Dans le 19e, il y a Longtemps (la librairie). C’était vendredi soir : merci d’être venus !

Juline a pris ces photos exprès pour que je puisse frimer le lendemain : donc, les voici. Les libraires avaient préparé une vitrine tout en bleu pour le Héros – moi, j’étais en rouge, alors on me voit bien… Merci pour l’accueil, pour les rencontres, pour les verres bus ensemble.

Samedi chez Parenthèse

Merci, Cécile et Philippe, pour votre accueil ! et pour toutes les rencontres qui ont eu lieu cet après-midi à la librairie, autour de mon Héros, du Passerage et des Bandits… dans ce décor de Saint-Céré que j’aime tant.

Les amis

C’était hier soir chez Charybde. Vous aviez dit que vous viendriez m’écouter, me soutenir, et vous êtes venus : merci, les amis. Il y en a même qui n’avaient rien dit, et qui sont venus par surprise. Vous étiez nombreux et j’étais ému et vous voir tous. Allez, on peut le dire : il y avait foule chez Charybde.

C’est pourquoi je suis heureux, là, sur la photo : parce que j’étais entouré, et fier d’être entouré.

(Laurent est un peu le photographe officiel : je me trouve toujours bien sur les photos qu’il prend de moi).

Hugues, qu’on ne présente plus, m’a fait causer un peu du Héros et les autres. Vous m’avez écouté sagement. Merci, Hugues, pour ton accueil ! La librairie Charybde, ce n’est pas rien, tout de même (ça, je l’ai déjà dit) : sans une librairie comme celle-ci — et sans amis comme vous — je ne suis pas grand chose, avec mes petits bouquins.

Je suis excité et ému et content comme tout, grâce à vous.

Ailleurs et Longtemps

Ça commence comme une journée pour rien, morne, je ne sais pas pourquoi ça me tombe dessus comme ça, parfois.

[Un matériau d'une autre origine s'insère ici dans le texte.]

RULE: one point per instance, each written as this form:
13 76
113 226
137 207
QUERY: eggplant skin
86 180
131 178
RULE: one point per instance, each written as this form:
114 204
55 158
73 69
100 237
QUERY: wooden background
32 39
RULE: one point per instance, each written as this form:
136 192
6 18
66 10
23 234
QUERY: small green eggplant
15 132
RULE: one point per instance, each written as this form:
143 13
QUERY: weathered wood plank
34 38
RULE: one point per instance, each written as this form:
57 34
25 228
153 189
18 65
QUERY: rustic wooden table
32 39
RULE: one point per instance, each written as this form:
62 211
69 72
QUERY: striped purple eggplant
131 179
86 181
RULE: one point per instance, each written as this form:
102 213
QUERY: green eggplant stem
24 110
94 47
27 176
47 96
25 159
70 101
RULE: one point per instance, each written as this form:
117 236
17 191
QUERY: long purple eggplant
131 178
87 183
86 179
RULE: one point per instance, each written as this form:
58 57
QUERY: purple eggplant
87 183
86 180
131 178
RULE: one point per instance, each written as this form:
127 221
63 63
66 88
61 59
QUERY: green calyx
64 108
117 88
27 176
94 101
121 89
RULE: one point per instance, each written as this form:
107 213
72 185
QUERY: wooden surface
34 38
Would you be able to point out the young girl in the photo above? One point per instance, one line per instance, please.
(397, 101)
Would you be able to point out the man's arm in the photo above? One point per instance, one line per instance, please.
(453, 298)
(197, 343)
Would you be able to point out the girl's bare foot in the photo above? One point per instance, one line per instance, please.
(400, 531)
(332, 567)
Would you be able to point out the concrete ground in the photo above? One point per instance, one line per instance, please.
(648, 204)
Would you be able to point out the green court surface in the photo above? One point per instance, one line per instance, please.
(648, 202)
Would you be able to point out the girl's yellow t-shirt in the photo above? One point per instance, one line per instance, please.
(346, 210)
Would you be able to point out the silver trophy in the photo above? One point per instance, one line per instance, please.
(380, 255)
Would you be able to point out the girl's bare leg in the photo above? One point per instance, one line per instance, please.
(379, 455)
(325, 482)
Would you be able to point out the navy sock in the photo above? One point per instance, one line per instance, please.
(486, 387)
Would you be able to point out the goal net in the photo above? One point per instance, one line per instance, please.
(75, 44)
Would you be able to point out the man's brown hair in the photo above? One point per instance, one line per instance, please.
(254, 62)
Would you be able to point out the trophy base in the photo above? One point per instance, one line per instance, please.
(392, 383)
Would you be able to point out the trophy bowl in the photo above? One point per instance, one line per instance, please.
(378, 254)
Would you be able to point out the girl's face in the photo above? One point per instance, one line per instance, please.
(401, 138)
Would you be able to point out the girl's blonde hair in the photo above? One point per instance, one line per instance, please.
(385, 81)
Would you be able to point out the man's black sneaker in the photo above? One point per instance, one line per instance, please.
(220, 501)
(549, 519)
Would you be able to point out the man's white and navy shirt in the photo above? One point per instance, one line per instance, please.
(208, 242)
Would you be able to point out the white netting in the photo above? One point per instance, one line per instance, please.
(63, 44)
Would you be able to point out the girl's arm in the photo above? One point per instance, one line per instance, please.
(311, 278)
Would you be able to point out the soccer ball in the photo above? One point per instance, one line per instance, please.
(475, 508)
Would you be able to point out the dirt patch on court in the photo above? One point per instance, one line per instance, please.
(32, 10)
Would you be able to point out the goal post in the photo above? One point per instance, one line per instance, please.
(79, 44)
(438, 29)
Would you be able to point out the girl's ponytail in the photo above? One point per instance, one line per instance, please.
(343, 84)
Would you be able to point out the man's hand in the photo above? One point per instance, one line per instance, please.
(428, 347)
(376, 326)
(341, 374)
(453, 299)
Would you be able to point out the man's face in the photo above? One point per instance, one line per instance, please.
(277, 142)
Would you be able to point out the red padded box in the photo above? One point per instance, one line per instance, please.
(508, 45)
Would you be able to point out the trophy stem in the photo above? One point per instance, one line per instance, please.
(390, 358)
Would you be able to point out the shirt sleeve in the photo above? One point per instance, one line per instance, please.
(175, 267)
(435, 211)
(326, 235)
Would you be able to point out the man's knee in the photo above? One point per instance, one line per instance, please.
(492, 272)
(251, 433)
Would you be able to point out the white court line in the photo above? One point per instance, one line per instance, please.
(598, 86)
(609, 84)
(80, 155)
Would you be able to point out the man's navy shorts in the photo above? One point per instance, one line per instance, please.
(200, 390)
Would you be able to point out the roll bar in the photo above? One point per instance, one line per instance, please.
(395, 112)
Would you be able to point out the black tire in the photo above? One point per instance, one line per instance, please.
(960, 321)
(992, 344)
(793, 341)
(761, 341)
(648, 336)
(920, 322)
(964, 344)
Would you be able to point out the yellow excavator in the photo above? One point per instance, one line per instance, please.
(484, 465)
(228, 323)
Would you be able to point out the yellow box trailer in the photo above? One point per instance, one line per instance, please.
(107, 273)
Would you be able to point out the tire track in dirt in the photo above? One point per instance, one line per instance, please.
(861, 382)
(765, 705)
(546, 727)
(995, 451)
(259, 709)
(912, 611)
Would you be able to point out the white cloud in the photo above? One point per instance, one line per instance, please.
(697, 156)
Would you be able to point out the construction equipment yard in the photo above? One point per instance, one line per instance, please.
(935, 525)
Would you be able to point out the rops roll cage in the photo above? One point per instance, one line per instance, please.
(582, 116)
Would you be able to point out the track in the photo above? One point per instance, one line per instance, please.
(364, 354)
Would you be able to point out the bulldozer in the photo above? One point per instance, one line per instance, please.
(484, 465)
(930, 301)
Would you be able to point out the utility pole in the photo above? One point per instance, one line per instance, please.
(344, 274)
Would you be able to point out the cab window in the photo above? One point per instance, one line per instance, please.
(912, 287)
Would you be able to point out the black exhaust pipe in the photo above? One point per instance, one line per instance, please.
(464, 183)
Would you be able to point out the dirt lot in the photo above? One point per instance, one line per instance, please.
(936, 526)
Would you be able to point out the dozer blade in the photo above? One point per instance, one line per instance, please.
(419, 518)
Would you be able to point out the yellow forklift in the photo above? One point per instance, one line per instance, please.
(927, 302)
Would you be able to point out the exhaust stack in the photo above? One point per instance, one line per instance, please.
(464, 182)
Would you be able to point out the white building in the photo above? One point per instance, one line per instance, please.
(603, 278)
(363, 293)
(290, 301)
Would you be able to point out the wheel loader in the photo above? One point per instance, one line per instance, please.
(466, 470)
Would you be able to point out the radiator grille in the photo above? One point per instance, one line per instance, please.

Je me sens comme une limace (je me comprends). Pas plus de raison aujourd’hui, plutôt qu’un autre jour, d’être triste ou gai. C’est dimanche, le temps est bon, hier samedi on a vu des amis, plusieurs, en des lieux différents et agréables. J’ai de nouveau envie d’être sociable. J’ai lu « La Trentième année », une nouvelle dans le recueil du même titre, par Ingeborg Bachmann. Pourquoi ? À cause d’une référence à ce texte dans un autre texte, de Pier Vittorio Tondelli, qui me fascine — j’ai dû commander La Trentième année à la réserve centrale des bibliothèques, ils l’ont fait sortir des oubliettes pour moi. Il y est question de sujets importants, d’avoir trente ans, de grandir ou de vieillir (c’est presque la même chose), de partir pour revenir (à Rome, par exemple, comme moi à vingt-sept ans). C’est mélancolique, c’est beau comme tout.

Ce n’est pas du tout de cela que j’ai besoin aujourd’hui (partir) : c’est très loin de mes désirs. Ça me touche, pourtant, comme une métaphore. Il y a d’autres manières d’aller loin, d’aller ailleurs, et de revenir. Et ça, j’en ai besoin.

Ça commençait comme une journée un peu triste, sans savoir pourquoi. On a marché dans les 11e et 10e arrondissements, la rue Saint-Maur puis Belleville et le Colonel-Fabien. À la librairie Longtemps, le libraire est l’ami d’une amie, qui lui a parlé de moi, alors il m’a accueilli très chaleureusement cet après-midi et la perspective d’organiser un petit quelque chose pour moi dans sa librairie, bientôt, se profile plutôt bien (j’en reparlerai). Ça, ça m’a fait beaucoup de bien. Et puis, j’ai vu sur Place des libraires que Le Héros était déjà présent en quelques endroits, alors qu’il n’est censé sortir que dans une semaine. On a été à la librairie (pardon, le store) du MK2 du Quai de la Loire : il ne faut pas faire ça, normalement, parce qu’on est toujours déçu quand on s’aperçoit qu’il faut fouiller une demi-heure pour trouver son bouquin, planqué dans un rayon. Mais là, étrangement, il était sur la table, en évidence. Ça aussi, ça m’a fait du bien.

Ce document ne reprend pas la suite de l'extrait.